東京殺人教室

redstennis

第1話

 あなたは人を殺したことがありますか?、、私は人を殺したことがある、、、何度も、何度も、、、


1.

 今日もまたあの恐怖と絶望の世界が待っているのかと思うとこのままどこかに消えてしまいたいという衝動に駆られる、、しかし戻るしかない、、

 

 買い物をしてアパートに戻る、、ポストに郵便がいくつかある、、どうせあいつはパチンコして近くの居酒屋にでもいるのだろう、、暴力も嫌だが、タバコの臭いは耐えられない、、小さい頃に父がタバコ吸いで母が、嫌だ、嫌だ、あなたはタバコ飲みとは結婚してはダメよと何回も何回も愚痴っていたのが体に染み付いていたのだ、きっと、、、

 お弁当を食べ、怖い亭主気取りの彼がきっと要求するだろう酒のおつまみを作り、ボーッとテレビを観る、、テーブルに置いた郵便は宣伝か請求書だ、、


 「東京殺陣の会のご案内」??その一通が目を引いた、、

 「さつじん」、、何となく封を切っていた。。

 「東京殺陣(たて)の会は伝統ある会ですが、従来の殺陣の研究に加えて、背景にある殺害の方法についても研究する研究会でもあります。今回は無料体験入学のお勧めで、お試し教室のご案内です。詳しくはネットからでもご覧頂けます。貴方の受付番号は564番です。尚、当会は決して公序良俗に反する行為、犯罪を勧めているものではありません。単に殺人方法を研究し、如何に犯罪が無意味であるかを理解しようとするものです。犯罪は割に合いません、寧ろ思い止まるようお願いしております。是非一度ご参加下さい」、、、

 何だ、”さつじん”ではなく”殺陣”ー”たて”か、、何だか訳の分からないものだ、馬鹿馬鹿しい、殺す方法なんて、、すぐにゴミ箱に捨ててしまった。
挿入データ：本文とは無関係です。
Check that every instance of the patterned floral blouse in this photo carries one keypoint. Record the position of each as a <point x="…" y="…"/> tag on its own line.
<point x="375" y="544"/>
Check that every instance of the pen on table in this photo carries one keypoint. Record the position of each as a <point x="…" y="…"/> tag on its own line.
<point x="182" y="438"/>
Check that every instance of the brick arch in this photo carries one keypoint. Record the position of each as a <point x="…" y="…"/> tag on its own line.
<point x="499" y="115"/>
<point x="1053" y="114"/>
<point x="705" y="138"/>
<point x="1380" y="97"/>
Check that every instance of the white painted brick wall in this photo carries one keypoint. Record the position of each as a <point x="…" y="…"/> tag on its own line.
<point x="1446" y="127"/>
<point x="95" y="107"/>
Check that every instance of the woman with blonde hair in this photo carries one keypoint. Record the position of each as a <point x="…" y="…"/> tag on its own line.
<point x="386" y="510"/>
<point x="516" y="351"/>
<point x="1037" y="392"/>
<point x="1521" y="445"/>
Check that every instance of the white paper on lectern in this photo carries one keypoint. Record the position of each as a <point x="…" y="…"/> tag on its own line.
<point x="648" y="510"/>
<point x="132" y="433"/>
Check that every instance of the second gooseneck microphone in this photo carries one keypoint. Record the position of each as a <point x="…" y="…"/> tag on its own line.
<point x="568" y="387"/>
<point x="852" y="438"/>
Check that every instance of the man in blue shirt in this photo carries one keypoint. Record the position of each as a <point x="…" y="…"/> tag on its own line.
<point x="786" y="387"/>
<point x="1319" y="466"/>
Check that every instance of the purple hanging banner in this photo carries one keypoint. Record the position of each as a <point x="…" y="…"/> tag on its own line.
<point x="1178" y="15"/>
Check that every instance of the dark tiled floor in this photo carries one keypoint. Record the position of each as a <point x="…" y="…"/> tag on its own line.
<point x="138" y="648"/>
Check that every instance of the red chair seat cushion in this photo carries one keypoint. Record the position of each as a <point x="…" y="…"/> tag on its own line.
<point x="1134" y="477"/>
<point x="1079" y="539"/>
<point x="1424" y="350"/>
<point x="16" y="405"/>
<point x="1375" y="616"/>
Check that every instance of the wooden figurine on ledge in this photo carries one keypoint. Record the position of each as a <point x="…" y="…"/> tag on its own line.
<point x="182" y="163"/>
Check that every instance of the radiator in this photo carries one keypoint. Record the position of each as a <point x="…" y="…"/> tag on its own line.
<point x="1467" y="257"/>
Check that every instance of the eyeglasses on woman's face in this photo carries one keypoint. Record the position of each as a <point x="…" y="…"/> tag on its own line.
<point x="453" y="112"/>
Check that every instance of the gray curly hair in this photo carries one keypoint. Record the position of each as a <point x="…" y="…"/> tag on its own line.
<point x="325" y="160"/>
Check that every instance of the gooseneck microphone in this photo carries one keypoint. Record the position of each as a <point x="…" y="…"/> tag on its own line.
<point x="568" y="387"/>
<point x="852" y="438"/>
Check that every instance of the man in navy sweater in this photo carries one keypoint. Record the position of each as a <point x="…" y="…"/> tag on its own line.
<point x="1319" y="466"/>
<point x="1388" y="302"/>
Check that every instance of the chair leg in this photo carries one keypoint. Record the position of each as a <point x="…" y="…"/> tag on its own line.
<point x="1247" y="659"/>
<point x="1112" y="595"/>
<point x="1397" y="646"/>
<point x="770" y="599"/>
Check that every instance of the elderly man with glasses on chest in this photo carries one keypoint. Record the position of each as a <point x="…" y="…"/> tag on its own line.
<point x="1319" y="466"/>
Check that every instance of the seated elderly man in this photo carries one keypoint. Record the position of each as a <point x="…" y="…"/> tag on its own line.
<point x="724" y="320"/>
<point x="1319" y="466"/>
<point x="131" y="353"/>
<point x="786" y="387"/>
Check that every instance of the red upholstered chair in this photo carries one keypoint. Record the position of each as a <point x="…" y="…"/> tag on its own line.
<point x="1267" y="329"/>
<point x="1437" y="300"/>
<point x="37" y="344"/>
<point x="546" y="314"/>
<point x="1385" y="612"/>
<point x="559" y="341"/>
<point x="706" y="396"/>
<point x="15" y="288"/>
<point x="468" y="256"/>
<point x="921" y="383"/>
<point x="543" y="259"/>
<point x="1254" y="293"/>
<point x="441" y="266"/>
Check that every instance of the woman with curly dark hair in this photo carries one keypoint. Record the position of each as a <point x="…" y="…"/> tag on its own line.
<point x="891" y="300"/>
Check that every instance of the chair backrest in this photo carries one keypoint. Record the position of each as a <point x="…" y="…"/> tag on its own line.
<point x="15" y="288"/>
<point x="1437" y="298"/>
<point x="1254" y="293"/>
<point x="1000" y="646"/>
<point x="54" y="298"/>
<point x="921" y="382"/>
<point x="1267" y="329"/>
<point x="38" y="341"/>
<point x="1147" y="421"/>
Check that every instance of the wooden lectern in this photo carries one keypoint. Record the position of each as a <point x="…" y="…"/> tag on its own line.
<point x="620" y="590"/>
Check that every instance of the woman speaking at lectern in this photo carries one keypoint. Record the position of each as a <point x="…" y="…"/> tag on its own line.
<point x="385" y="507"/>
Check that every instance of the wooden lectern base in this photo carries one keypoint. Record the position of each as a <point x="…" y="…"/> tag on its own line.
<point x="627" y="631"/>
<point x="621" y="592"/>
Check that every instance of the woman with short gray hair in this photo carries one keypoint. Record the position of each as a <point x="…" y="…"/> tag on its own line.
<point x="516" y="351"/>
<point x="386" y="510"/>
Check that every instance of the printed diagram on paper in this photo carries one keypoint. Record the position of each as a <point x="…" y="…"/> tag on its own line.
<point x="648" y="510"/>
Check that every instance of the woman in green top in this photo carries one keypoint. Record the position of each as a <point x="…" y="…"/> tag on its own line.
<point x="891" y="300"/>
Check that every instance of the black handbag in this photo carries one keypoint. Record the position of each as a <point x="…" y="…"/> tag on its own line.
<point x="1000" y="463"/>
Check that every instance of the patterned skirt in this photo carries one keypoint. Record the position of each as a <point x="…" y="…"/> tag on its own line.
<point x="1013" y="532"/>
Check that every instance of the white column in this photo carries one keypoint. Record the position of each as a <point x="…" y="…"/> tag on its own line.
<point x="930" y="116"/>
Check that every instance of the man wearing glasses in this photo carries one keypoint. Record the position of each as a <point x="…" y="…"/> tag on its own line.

 彼が戻り、またお酒を飲み、目が座ってくる、、怖いが体が動かない、、暴力も嫌だが、「ふん、お前のような暗い女はね、キャバクラにも売れないんだよ、」、、この言葉が惨めに突き刺さる、、後は、、、

 

 翌日、殴られた顔をさすりながら、ふとゴミ箱からDMを取り出し、スマホで東京殺陣の会をググってみる、、DMと同じような内容だが、一人で泣いているよりもその方法を”研究”して少しでも気持ちを逃した方が良いかな、、、 


2.

 そのビルは繁華街の雑居ビルだった。部屋番号を押す、、ピンポーン、「ハイ、東京たての会です」と男性の声だ。

 「あのー、ネットで見て来ました」

 「はい、では受付番号を教えて頂けますか?」

 「564番です、、」、ちょっと間があり、、

 「分かりました、どうぞお入り下さい」、ビーっとドアが鳴って、ビルに入る、、エレベータに乗り、指定の階で降りる、指定の部屋の前でまたインターホンを押す、、

 「564番です」

 「ハイ、どうぞお入り下さい」

 部屋に入ると、サングラスとマスクをした黒い服の男が立っていて、一瞬ドキっとするが、声は割と明るいので少しホッとする。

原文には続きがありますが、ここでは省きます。